許容量を超えた激しい痛みに、今すぐにでも意識を手放しそうだ。
「瘦せ我慢も限界って感じじゃない?この時間、はっきり言って無駄だから。頼みの綱のダインも死んで、頼れる人はだれもいない。このまま痛みに耐え続けたところで、何になるの?......もう仲間なんて見捨てて逃げればいいじゃない。」
やれやれと肩をすくめ、蔑んだ目を向けてくる。
そんなグリムに対し。
「......ふっ」
「!?......何がおかしい!!」
「いや、なに。貴様が私の心を折ることに執着していることが、あまりにおかしくてな。勝利するだけなら、もうとっくにできるはずだろう?」
グリムは虚を突かれたような表情をし、言葉に詰まった。
「貴様にとって、私を屈服させることの方が勝利よりも重要らしい。......いや、違うな。確かめようとしているんじゃないか......?」
「お前、何を」
「自分に重ねでもしたか?今の貴様は......過去の行いを正当化しようと必死に見えるぞ?」
「調子に乗るなよエレオノーラァ!!立場を弁えろ!お前は今、私に生かされているということを忘れるな!?私がその気になれば、お前なんて今すぐにでも......!!」
と、グリムが言いかけたところでタイマーが鳴り響いた。
前回の鞭打ちから、ちょうど一分が経ったらしい。
「......ふふ、いいよ?あなたはまだ知らないみたいだから、教えてあげる。......痛みによる教育ってやつを!!」
言い終わるや否や、再び鞭打ちが始まった。
「ぐっ!ぐぁぁ!......ぎぃっ!!」
「ほらほらほら!教育教育教育!痛みでしっかり覚えこみなさい!他人に命を預けるとはどういうことかをね!!」
不規則に襲う衝撃に、構える暇なく痛めつけられる。
次第に感覚が麻痺していくのを期待したが、存外人間は頑丈な生き物の様で、一向に慣れる気配がない。

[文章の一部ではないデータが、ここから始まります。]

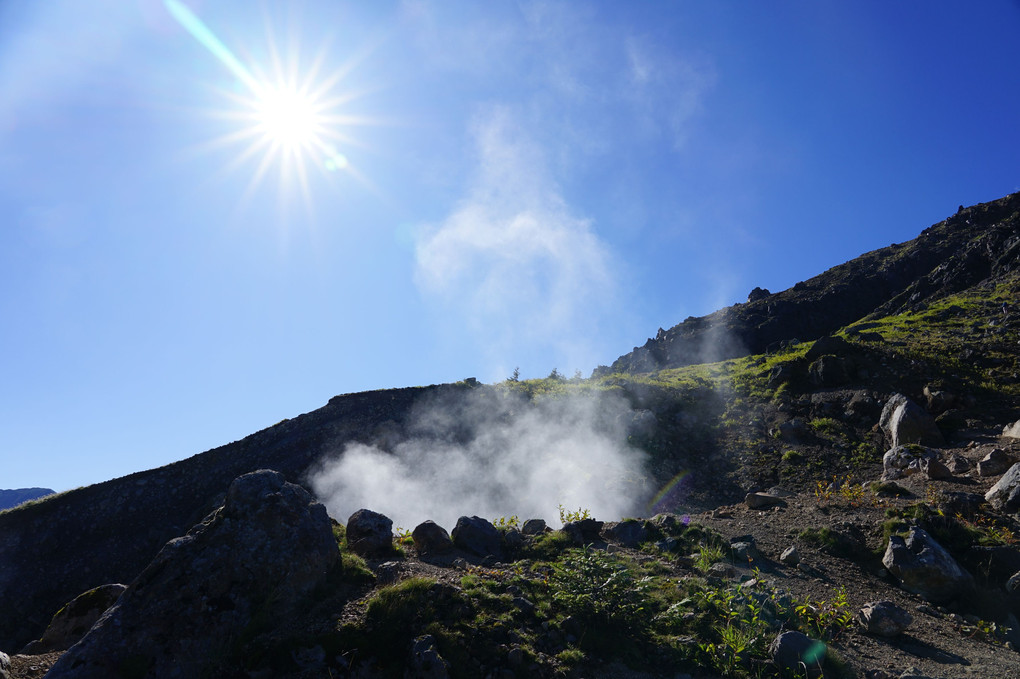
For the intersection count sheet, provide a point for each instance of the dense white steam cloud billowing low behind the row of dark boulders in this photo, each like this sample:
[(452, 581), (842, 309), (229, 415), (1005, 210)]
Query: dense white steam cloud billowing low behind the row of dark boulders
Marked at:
[(494, 454)]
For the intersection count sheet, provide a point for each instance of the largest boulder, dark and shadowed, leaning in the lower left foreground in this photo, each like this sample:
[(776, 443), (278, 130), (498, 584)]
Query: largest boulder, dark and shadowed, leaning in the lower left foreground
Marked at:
[(248, 564)]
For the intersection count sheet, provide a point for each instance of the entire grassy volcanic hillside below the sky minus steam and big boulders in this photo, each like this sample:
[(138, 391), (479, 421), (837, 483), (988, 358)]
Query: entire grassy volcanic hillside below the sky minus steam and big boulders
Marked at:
[(787, 391)]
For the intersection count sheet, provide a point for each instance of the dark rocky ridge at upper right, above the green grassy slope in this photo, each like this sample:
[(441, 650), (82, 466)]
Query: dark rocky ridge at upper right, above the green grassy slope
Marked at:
[(976, 244)]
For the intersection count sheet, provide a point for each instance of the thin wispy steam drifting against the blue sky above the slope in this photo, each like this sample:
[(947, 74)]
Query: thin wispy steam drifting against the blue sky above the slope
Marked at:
[(514, 262)]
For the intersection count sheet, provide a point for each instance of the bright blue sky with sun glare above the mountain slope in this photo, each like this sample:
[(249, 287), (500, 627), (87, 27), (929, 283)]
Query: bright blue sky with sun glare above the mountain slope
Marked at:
[(483, 186)]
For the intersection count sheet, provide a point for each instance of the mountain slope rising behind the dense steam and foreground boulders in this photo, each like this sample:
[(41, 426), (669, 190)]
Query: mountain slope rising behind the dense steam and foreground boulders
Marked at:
[(926, 314)]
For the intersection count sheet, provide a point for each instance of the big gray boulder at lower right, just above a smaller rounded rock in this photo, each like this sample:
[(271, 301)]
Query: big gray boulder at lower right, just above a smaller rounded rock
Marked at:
[(926, 568)]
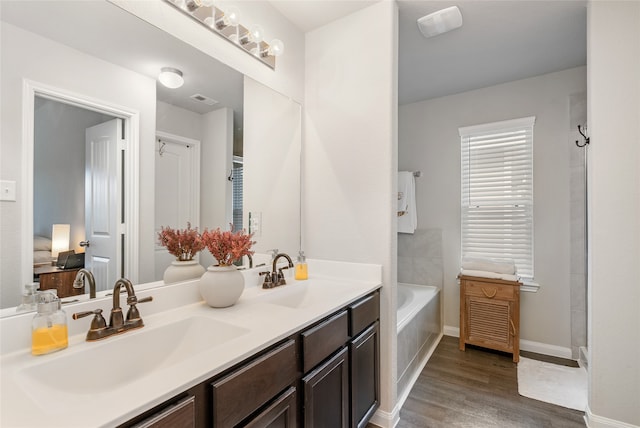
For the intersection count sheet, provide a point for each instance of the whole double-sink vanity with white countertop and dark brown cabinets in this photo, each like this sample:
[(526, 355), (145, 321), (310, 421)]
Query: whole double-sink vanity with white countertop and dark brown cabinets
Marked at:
[(302, 354)]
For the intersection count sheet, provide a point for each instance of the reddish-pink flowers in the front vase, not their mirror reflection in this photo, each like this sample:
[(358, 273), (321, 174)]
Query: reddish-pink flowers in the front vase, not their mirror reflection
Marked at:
[(227, 247)]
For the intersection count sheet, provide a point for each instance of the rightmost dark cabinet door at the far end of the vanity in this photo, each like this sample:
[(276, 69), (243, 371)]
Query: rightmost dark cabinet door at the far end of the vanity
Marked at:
[(365, 375)]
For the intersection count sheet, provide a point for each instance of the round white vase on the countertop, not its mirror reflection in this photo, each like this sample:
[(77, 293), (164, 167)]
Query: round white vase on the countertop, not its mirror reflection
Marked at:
[(221, 286)]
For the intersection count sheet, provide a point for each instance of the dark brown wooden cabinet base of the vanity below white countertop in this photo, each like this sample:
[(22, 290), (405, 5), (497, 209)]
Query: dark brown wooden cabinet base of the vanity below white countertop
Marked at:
[(326, 375)]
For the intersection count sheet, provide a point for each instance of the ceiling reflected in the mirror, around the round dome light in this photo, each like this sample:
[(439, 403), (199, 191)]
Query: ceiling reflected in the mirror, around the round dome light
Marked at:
[(136, 45)]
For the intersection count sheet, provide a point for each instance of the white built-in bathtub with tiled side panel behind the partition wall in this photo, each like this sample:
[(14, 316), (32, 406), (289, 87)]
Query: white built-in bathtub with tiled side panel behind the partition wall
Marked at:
[(419, 330)]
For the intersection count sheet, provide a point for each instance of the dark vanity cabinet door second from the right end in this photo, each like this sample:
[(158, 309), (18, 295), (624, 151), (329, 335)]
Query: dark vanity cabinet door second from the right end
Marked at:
[(326, 393)]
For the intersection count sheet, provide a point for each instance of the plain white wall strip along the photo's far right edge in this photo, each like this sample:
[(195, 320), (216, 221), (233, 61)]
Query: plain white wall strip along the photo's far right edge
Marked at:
[(614, 213)]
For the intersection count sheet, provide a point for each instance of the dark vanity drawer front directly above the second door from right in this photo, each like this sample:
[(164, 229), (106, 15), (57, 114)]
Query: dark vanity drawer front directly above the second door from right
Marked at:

正確無比に電気信号を伝える体に舌打ちしながら、震える唇で詠唱を唱える。
「汝、聖なる信徒よ...我が救援に応じ...給え」
体の周囲が淡く光り、懐から飛び出した光の粒が宙に舞う。
それはひらひらと宙を泳いでいたが、しばらくするとどこかへ去ってしまった。
「!?......びっくりしたぁ。その状態じゃ、祈祷なんてできなかったようね......!」
詠唱を始めたとたん距離を取ったグリムが、ホッと胸を撫でおろす。
そしてニヤニヤと近づいてきて、こう囁いた。
「まだ回数は残ってるよ?......さ、続きをやろっか♡……じゅうは~ち!」
「ぐぅっ!!」
「じゅ~うきゅう!......ほらほら、はやくボタン押せ!押して裏切って!一人で勝利を掴め!それが正しい生き方ってもんでしょう!?」
そんな彼女の言葉に、思わず笑いがこぼれた。
「.....ふ、くく。正しい生き方、か。......そうだな、貴様に一つ...教えといてやろう。正しい...生き方など存在せん。私たちは...ただ、自分の中の正義を信じるのみだ」
「!?な、生意気なんだよ!さっさとあきらめろよ!痛いだろ!辛いだろ!手足は震えて、もうろくに意識も残ってないだろ!なんでそれでも、一人助かろうとしない!希望なんてないくせに!」
強烈な衝撃で意識が飛んでは戻される。
全身を襲う熱がだんだん寒さへと変わっていき、命が消えていく感覚が強まってきた。
死が、もう傍まで近づいている。
……ここまでか。
私は、ちゃんとやれただろうか。
役目を、全うできただろうか。
答える人などいない、そんな問いを投げかけながら、命が消えていく。
蝋燭のろうが溶けるように、ゆっくりと。
そんなことをぼんやり考えていると、かすれた視界の先に確かに映った。映ってしまった。
ずっと待っていた、あの色が。
「......ああ、そうだな。希望などなかった。悔しいが、私の負けだ」
「!!...そう、それでいい!あなたは負けを認め、みじめに一人で生きていけばいいの!」
「私一人であったならな」
「......は?」
彼女の口から疑問符が漏れたと同時に、ガシャンとモニタールームの扉があいた。
思わずグリムは後ろを振り返ると。
「よっ!ギリギリってとこかな!!......よく耐えたな!偉いぞノラ!」
そこにはルイを担ぎ、ニッと笑う黒髪の男がいた。